2005年6月20日掲載分




○『ファスト風土化する日本』(三浦展/洋泉社)760円+税

 凶悪犯罪、それも少年による不可解な犯罪が続いている。その多くは地方都市で起きている。昔であれば犯罪は大都市と決まっていたが、なぜだろう。

 警察白書は1992年版で、「県庁所在地から遠隔地にあり、県境の入り組んだ都道府県境付近の地域」で犯罪が多く発生することを指摘している。ここで想定されているのは栃木県足利市だが、最近、高校での爆発物事件があった山口県光市もこれに該当する。少し考えれば、ほかにも「ああ、あの事件も」が思い浮かぶだろう。

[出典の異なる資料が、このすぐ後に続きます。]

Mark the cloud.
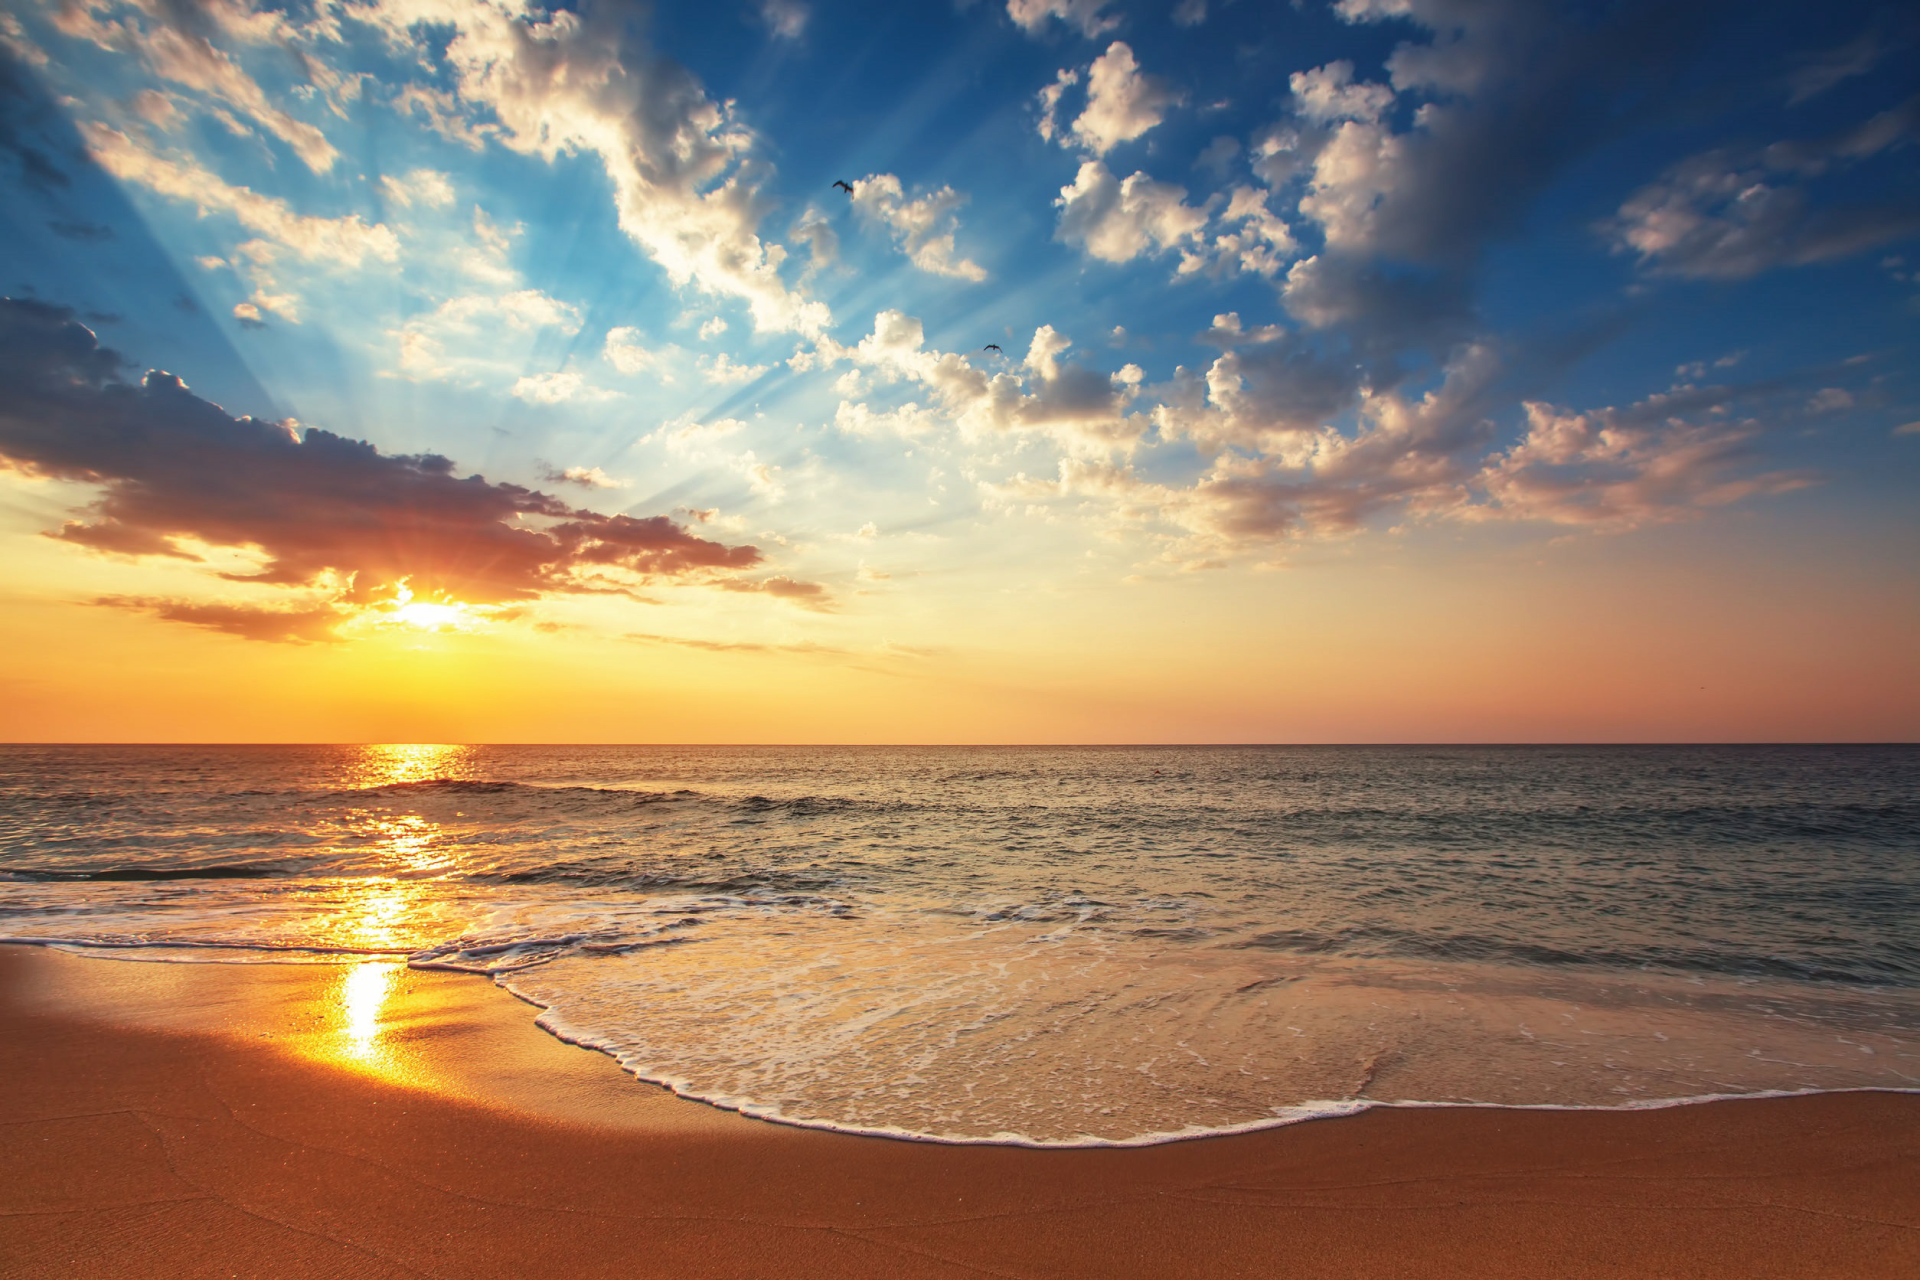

 のどかな地方都市はどこへ行ったのか。本書の著者である三浦氏は、弘前市から佐賀市まで凶悪事件の跡を訪ね歩く。凶悪犯罪が発生する地点では、不思議とジャスコがある。東京では6店しかないジャスコは、地方の郊外に多く出店している。地方都市にジャスコが開店すると、今までなかったマクドナルドやスタバも揃うと地元では歓迎される。地方の郊外化、消費社会化の象徴がジャスコなのだ。

 道路網の整備が進むにつれて、全国どこでも幹線道路沿いにショッピングモールができ、コンビニやファミレス、パチンコ店などが建ち並ぶようになった。全国均質のものが揃うが、代わりに土地固有の歴史や景観は失われる。こんな「ファスト風土」化が、昔からのコミュニティや街並みを崩壊させ、人々の心を変質させているのではないだろうか。何のことはない、列島改造計画以来の開発の歴史が、地方都市の衰退と凶悪犯罪という現象をもたらしているのである。

雇用が失われる一方で、消費社会化が進む地方都市。そこにはコミュニケーション力がない若者が育つ。いやはや、この問題の解決は難しそうだ。



○『日本の「ミドルパワー」外交』(添谷芳秀/ちくま新書)720円+税

 安保理の常任理事国入りを目指す日本は、いずれ憲法も改正して「普通の国」になるかもしれない。しかし、戦後日本の外交はずっとミドルパワーであった。今後も一歩身を引いた外交を構想すべきではないか――本書の問題提起には賛否両論がありそうだ。

 とりあえず、世界経済のGDPの15%を占める国が、「私は大国ではございません」と言っても説得力はないだろう。よくできた本ではあるが、経済に関する関心が薄いのが惜しまれる。



○『郵政民営化こそ日本を変える』(北城恪太郎/PHP)1200円+税

 郵政民営化はなぜ必要なのか。世論的にはまったく盛り上がらないこのテーマに対し、経済同友会の論客たちが「改革支持」の立場から論じたもの。小泉さんがちゃんとした説明をしないから、財界人が代わりを買って出たのかな?